I ran into Rusty again last night. I was at an airport, waiting to board a flight (Where was I going?). I was still on the phone when I saw him. He sat about 10ft from me, flanked by three friends. Monte, whom I’ve met, and two Korean businessmen. They were all in suits. They were all smiling, but Rusty seemed to be the most animated. He was laughing. It was this laughing face I saw, except it was not exactly the face I knew. It took me only a moment to realise this was Rusty when he was younger. His face was fuller, brighter. He had an easy slouch untouched by the weight of sickness. He was in his mid-20s.

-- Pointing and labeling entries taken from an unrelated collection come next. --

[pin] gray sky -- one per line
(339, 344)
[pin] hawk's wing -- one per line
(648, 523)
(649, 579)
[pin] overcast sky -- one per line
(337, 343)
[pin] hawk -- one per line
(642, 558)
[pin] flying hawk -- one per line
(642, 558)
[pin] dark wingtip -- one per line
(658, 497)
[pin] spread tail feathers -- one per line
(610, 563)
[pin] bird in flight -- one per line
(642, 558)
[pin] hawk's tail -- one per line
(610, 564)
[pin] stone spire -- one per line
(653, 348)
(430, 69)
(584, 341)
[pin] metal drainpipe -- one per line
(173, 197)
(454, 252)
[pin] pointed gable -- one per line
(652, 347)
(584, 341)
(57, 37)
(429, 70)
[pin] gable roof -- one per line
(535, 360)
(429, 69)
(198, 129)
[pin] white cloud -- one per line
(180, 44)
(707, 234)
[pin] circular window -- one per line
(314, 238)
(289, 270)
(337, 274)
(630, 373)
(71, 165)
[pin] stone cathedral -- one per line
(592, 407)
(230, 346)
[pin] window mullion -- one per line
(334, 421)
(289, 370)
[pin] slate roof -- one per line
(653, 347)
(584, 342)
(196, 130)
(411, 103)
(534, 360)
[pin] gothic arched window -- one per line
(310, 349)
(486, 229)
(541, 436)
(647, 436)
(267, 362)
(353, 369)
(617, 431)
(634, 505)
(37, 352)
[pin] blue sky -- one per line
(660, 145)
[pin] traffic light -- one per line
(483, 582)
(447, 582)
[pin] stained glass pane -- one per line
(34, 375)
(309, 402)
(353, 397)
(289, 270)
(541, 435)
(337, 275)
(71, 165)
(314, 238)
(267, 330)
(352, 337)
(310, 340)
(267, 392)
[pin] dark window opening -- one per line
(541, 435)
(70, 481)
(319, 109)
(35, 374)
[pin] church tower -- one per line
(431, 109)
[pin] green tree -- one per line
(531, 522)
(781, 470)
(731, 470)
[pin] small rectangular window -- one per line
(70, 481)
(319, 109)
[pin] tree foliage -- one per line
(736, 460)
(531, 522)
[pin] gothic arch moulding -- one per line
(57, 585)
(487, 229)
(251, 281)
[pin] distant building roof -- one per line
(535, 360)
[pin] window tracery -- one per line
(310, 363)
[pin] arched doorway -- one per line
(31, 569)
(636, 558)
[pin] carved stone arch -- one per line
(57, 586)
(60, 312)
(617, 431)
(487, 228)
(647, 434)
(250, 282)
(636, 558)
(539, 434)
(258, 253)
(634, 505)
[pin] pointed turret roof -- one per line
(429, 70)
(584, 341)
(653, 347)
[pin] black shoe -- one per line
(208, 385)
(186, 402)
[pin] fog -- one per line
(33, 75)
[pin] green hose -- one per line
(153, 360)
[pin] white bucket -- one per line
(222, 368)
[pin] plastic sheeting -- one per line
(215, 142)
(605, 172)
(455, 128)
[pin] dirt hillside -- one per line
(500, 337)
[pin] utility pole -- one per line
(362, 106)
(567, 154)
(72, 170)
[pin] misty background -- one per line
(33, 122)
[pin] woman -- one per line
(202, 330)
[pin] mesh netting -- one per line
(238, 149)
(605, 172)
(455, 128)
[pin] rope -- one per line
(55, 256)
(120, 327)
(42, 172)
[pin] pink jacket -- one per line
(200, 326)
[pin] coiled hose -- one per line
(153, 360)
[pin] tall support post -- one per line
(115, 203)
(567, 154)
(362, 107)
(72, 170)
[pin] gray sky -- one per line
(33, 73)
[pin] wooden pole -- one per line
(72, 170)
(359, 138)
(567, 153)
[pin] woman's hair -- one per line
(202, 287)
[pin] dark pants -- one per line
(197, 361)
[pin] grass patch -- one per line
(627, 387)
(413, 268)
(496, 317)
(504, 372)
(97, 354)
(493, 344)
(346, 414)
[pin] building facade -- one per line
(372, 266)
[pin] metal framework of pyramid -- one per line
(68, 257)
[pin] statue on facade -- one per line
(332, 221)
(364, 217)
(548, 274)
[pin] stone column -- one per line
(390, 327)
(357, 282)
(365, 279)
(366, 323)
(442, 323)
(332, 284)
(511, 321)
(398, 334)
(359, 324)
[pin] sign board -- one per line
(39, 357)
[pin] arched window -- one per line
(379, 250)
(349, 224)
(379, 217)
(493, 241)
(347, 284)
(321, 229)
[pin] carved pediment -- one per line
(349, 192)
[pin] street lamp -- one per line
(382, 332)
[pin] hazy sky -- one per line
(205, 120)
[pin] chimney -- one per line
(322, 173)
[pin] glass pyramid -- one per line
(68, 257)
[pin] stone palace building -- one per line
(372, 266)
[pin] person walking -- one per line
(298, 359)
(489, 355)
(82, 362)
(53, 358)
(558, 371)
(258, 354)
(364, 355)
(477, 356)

On the phone, I told my friend of my amazing discovery. I stood up and walked over. As I approached, our eyes met, though his registered no recognition. He hasn’t met me yet, I thought, bewildered. I watched him track my movement toward the group. He was expectant, with a slight twinkling in his eyes, and a little embarrassment; it was a look I knew from our first date.

It was then, right before we put out our hands to say hello, when I found myself in my seat again 10ft away from my young lover. I looked across, and there was Monte and the two Korean businessmen, but next to them was a man I had never in my life seen before.